Art matters. It gives us access to a person’s unique circumstances, their anxieties – often linked to structural and commercial determinants of health – and the strategies they use to defeat distress and push back against the system.
We’re part of an ever-growing movement creatively engaging in place-based work from the bottom-up – working with the most unequal communities in our society – rather than parachuting in from the top-down to make decisions about their towns, environments and services without their equal and active involvement.
Using a range of arts-informed approaches (dance, theatre, photography, film, fine art, murals from upcycled materials, digital art, podcasts and more), Measuring Humanity is co-producing with a range of communities in North Lanarkshire from early years to school children; college students to healthy aging demographics; multiple ethnicities; people in care and others to address inequalities through the arts. Our arts-informed work continues to posit art and creative-relational inquiry as evidence alongside traditional qualitative and quantitative measures of evidence.
More than ever before, we’re creatively connecting with communities in a way that helps us understand the nitty gritty of their realities. In a way that helps us reimagine alternative futures.
We’re now at the stage of creating North Lanarkshire’s first cultural and arts asset map; identifying and celebrating the People and Places that breathe life into the neighbourhoods we’re mapping.
We’re also mapping out the Processes and Power dynamics at play as we try to reflect and represent spaces that resist representation.
With this in mind, I asked a Centre for Creative-Relational Inquiry Research Fellow, Scott Davis, to reflect upon the following questions: What is a map? What can a map do?
Scott Davis – Impact Research Fellow, Centre for Creative-Relational Inquiry
Over the last few years, maps have increasingly occupied my thoughts as to how swiftly they have become an integral part of my everyday life.
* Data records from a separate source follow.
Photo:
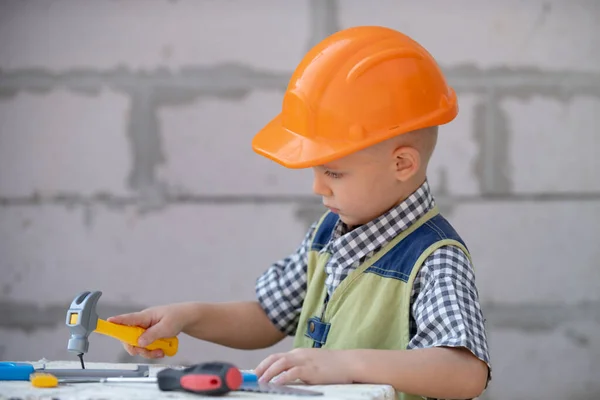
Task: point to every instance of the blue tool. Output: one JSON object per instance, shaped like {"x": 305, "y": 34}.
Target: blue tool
{"x": 249, "y": 376}
{"x": 15, "y": 371}
{"x": 20, "y": 371}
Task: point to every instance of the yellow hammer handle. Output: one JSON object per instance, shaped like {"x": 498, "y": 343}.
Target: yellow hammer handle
{"x": 130, "y": 335}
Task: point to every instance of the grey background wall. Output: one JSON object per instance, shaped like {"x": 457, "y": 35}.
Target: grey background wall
{"x": 126, "y": 166}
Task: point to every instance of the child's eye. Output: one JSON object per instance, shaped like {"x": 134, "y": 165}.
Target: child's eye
{"x": 334, "y": 175}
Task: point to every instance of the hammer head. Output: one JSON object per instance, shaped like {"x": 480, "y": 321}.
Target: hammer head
{"x": 82, "y": 320}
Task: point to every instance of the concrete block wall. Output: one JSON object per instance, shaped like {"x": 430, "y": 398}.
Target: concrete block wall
{"x": 126, "y": 166}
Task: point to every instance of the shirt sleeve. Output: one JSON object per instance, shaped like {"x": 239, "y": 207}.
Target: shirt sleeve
{"x": 281, "y": 289}
{"x": 446, "y": 307}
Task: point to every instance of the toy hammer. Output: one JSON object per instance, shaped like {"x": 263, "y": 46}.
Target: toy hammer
{"x": 83, "y": 320}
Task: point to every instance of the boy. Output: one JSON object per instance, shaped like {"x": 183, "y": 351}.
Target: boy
{"x": 382, "y": 289}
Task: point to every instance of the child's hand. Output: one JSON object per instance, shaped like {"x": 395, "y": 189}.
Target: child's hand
{"x": 160, "y": 322}
{"x": 311, "y": 366}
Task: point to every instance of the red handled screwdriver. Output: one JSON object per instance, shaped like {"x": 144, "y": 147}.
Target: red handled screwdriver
{"x": 213, "y": 379}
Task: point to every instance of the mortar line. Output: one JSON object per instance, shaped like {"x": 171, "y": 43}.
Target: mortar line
{"x": 243, "y": 199}
{"x": 225, "y": 78}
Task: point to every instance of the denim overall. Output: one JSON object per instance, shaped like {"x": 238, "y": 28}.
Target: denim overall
{"x": 370, "y": 309}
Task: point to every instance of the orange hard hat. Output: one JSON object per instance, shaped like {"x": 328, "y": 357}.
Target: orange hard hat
{"x": 357, "y": 87}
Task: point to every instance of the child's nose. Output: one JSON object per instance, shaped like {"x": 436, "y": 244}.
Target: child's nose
{"x": 320, "y": 188}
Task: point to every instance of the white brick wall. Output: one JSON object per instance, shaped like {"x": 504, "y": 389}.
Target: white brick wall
{"x": 55, "y": 141}
{"x": 208, "y": 149}
{"x": 64, "y": 142}
{"x": 554, "y": 144}
{"x": 551, "y": 35}
{"x": 539, "y": 253}
{"x": 453, "y": 162}
{"x": 211, "y": 253}
{"x": 102, "y": 35}
{"x": 560, "y": 364}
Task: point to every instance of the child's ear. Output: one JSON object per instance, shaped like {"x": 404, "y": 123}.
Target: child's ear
{"x": 407, "y": 162}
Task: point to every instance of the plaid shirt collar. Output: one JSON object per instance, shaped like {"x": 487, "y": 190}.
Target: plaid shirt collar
{"x": 350, "y": 249}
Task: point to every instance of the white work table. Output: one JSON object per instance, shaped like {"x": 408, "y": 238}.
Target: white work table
{"x": 134, "y": 391}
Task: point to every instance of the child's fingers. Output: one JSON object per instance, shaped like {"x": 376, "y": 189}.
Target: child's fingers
{"x": 134, "y": 319}
{"x": 140, "y": 351}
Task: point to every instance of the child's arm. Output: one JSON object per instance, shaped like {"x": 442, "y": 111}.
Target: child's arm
{"x": 224, "y": 324}
{"x": 242, "y": 325}
{"x": 445, "y": 373}
{"x": 435, "y": 372}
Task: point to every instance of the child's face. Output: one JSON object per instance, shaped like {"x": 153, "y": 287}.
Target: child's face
{"x": 359, "y": 187}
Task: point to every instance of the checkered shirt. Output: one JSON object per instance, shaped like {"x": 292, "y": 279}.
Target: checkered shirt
{"x": 445, "y": 308}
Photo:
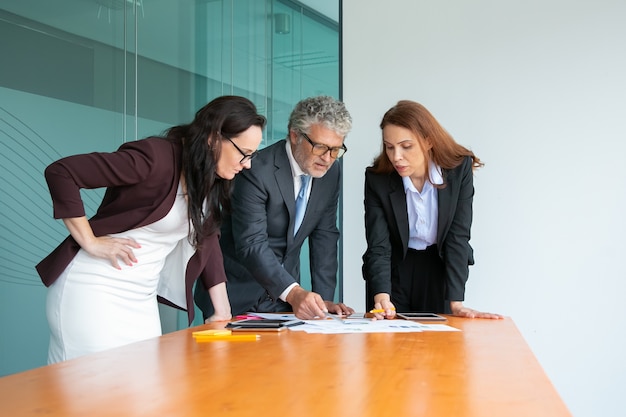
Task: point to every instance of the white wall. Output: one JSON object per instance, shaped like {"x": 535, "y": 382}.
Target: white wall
{"x": 537, "y": 89}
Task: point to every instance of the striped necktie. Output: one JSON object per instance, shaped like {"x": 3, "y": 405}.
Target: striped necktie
{"x": 301, "y": 202}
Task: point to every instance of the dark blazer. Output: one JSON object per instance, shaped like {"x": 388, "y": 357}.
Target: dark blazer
{"x": 142, "y": 178}
{"x": 261, "y": 255}
{"x": 387, "y": 228}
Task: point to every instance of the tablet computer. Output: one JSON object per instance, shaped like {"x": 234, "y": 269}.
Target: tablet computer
{"x": 422, "y": 316}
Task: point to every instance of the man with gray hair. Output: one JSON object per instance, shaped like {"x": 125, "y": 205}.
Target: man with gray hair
{"x": 290, "y": 194}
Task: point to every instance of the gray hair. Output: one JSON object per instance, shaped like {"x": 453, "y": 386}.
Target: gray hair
{"x": 324, "y": 110}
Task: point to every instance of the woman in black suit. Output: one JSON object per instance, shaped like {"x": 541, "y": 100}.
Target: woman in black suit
{"x": 418, "y": 216}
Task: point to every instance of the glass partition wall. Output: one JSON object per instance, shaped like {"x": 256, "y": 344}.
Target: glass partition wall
{"x": 87, "y": 75}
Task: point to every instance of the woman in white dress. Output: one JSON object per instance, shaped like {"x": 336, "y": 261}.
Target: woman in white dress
{"x": 155, "y": 232}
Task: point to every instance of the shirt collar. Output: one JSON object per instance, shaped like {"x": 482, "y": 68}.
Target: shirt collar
{"x": 434, "y": 172}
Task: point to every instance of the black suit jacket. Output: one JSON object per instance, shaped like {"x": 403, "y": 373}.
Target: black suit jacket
{"x": 387, "y": 229}
{"x": 261, "y": 255}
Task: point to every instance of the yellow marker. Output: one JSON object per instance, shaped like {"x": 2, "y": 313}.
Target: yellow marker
{"x": 212, "y": 332}
{"x": 229, "y": 338}
{"x": 381, "y": 310}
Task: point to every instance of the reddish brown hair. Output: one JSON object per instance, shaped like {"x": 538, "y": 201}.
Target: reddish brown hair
{"x": 444, "y": 150}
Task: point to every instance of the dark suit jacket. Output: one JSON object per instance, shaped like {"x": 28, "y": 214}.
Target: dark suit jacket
{"x": 142, "y": 178}
{"x": 387, "y": 228}
{"x": 261, "y": 255}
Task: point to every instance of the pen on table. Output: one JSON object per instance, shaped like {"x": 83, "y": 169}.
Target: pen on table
{"x": 332, "y": 316}
{"x": 381, "y": 310}
{"x": 231, "y": 338}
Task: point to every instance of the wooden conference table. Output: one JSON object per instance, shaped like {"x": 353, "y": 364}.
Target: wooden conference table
{"x": 487, "y": 369}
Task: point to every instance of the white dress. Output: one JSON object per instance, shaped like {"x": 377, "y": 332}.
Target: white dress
{"x": 93, "y": 307}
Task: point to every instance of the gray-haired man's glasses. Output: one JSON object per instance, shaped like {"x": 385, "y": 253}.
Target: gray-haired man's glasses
{"x": 320, "y": 149}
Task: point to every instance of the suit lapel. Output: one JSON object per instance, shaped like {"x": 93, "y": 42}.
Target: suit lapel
{"x": 284, "y": 180}
{"x": 444, "y": 205}
{"x": 397, "y": 198}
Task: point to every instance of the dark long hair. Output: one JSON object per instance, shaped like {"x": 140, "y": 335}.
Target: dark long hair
{"x": 444, "y": 151}
{"x": 202, "y": 146}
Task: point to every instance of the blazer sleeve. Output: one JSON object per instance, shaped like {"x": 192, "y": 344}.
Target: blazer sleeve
{"x": 377, "y": 258}
{"x": 132, "y": 163}
{"x": 456, "y": 251}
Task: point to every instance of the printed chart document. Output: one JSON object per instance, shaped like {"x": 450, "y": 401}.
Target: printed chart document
{"x": 358, "y": 324}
Whether it’s finding out what stage of the route my next bus has reached or prompting a friend to ping their live location to me at a new haunt they’ve found, I feel part of an increasingly collective desire for us to consistently know where we are situated within our immediate environment.
The need to always understand our spatial relationship between object and subject may feel like a new phenomenon but I suspect this impulse has lain restlessly dormant within us, explorers at heart; now awoken by the technological revolution of our digital age. The democratisation of digital maps – pocket sized, portable GPS systems available to anyone with access to a phone and signal – has carved new possibilities.
Despite this, some of the most satisfying experiences I’ve had have been in the absence of maps, such as embarking on long walks, finding my way through sheer intuition. Whether that be stumbling across hidden enclaves in what I thought was a familiar place or the adrenaline rush of arriving in a new town, with only my wits (and helpful locals) as guides.
This has led me to consider the question as to whether maps have a set of limitations that cannot be overcome?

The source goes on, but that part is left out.